I am trying to do a filter in dplyr where a column is like certain observations. I can use sqldf as
Test <- sqldf("select * from database
Where SOURCE LIKE '%ALPHA%'
OR SOURCE LIKE '%BETA%'
OR SOURCE LIKE '%GAMMA%'")
I tried to use the following which doesn't return any results:
database %>% dplyr::filter(SOURCE %like% c('%ALPHA%', '%BETA%', '%GAMMA%'))
Thanks
You can use grepl
with ALPHA|BETA|GAMMA
, which will match if any of the three patterns is contained in SOURCE column.
database %>% filter(grepl('ALPHA|BETA|GAMMA', SOURCE))

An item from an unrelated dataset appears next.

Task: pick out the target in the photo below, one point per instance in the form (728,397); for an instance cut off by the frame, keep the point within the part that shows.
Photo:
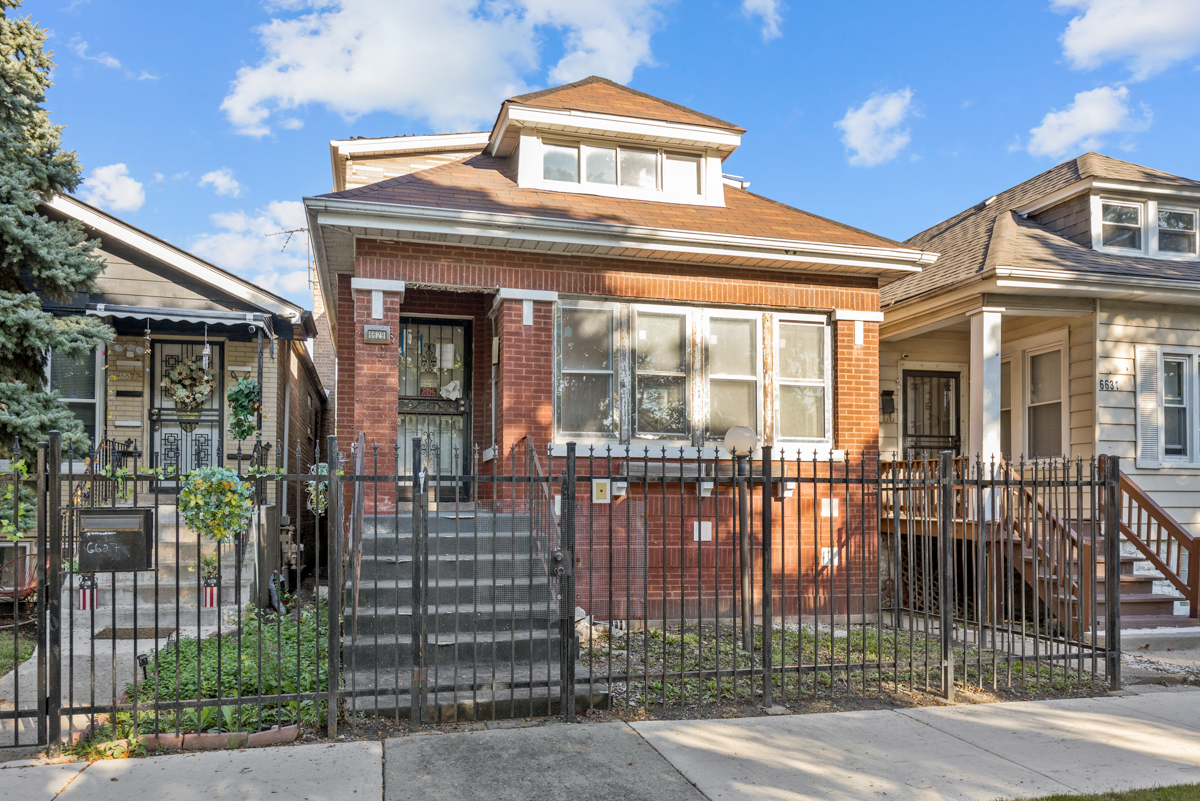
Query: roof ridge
(802,211)
(599,79)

If you want it to be case insensitive, add ignore.case = T
in grepl
.
%like%
is from the data.table
package. You're probably also seeing this warning message:
Warning message:
In grepl(pattern, vector) :
argument 'pattern' has length > 1 and only the first element will be used
The %like%
operator is just a wrapper around the grepl
function, which does string matching using regular expressions. So %
aren't necessary, and in fact they represent literal percent signs.
You can only supply one pattern to match at a time, so either combine them using the regex 'ALPHA|BETA|GAMMA'
(as Psidom suggests) or break the tests into three statements:
database %>%
dplyr::filter(
SOURCE %like% 'ALPHA' |
SOURCE %like% 'BETA' |
SOURCE %like% 'GAMMA'
)